T.G.I.F.! 待ちに待った金曜日。 
9:30pm東京出発。
フライフィッシャーの義兄Sが運転するシルバーのアウディーA4が
台風が運んでくる雨雲から逃げるように雨混じり関越を時速150kmで北上する。
赤城辺りは相変わらず強烈な濃霧。 50kmの速度制限が入っている。
前の車のテールランプが全く見えない。

「雨は南のほうがひどいはずだから雨は上がるな」
「あそこは山の天気だからきっと降ってる」
「魚いるかな?」
「大増水してたらどうする?」
一向に止まない雨に一抹の不安を覚えながら頭の中のロッドはすでに大きな弧を描いていた。

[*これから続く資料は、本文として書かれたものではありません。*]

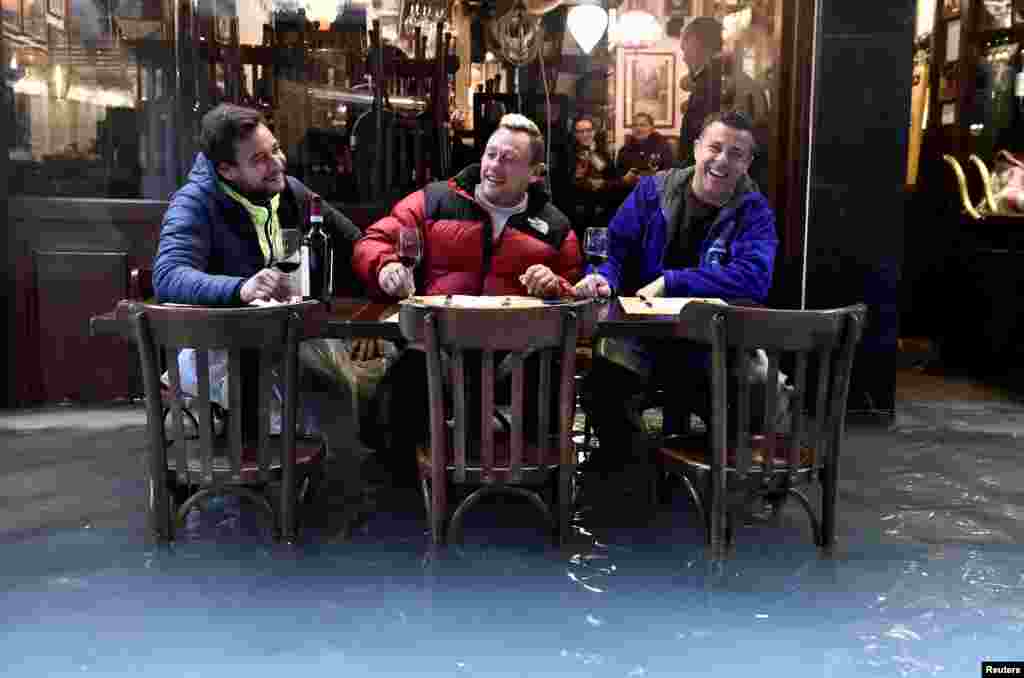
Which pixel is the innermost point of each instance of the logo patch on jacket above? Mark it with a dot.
(539, 225)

沼田ICを降り、今夜のホテル「薗原湖畔」を目指す。 ここは先日フライマンU氏に教えてもらった場所。
公園には雨をしのげる屋根付き休憩所がある。 あまりの雨にテントを張るのを断念し、シュラフに包まって
寝ることにした。幸い気温が高い。 スイートルームの最上級のベンチベッド。    
『この週末も釣れなかったらどうしよう。 リベンジに来たのに…』 色んな事を考える。
屋根から落ちる雨音が大きくなったり小さくなったりするのを聞いているとなかなか寝付けなかった。

6月11日(土)4:00am
目が覚めると雨はあがっていた。 
山を見ると雨上がりの水蒸気が至る所で立ち昇っている。
薗原湖は半月前から比べると水位が10mほど下がっていて土肌が露出している。
しかも湖水は濁りが入っている。 
『とにかく釣場が見たい』 
朝食はコーヒーとバナナのみ。 早々に撤収し身支度を始める。

「ロッド、どれでいく?」
「オービスの7ft11in 3番かな」
「じゃ、俺はSAGEの8ft2in 2番で」

お気に入りのロッドにラインを通し、ティペットにパイロット・フライを結ぶ。

「12番のライトケイヒルで!」
「アダムス・パラシュートの14番でもらい!!」

今回の釣行はドライでの釣りにこだわってみたかった。
アダムス・パラシュートという何の変哲も無いフライがこのあと劇的な釣果をもたらすとは。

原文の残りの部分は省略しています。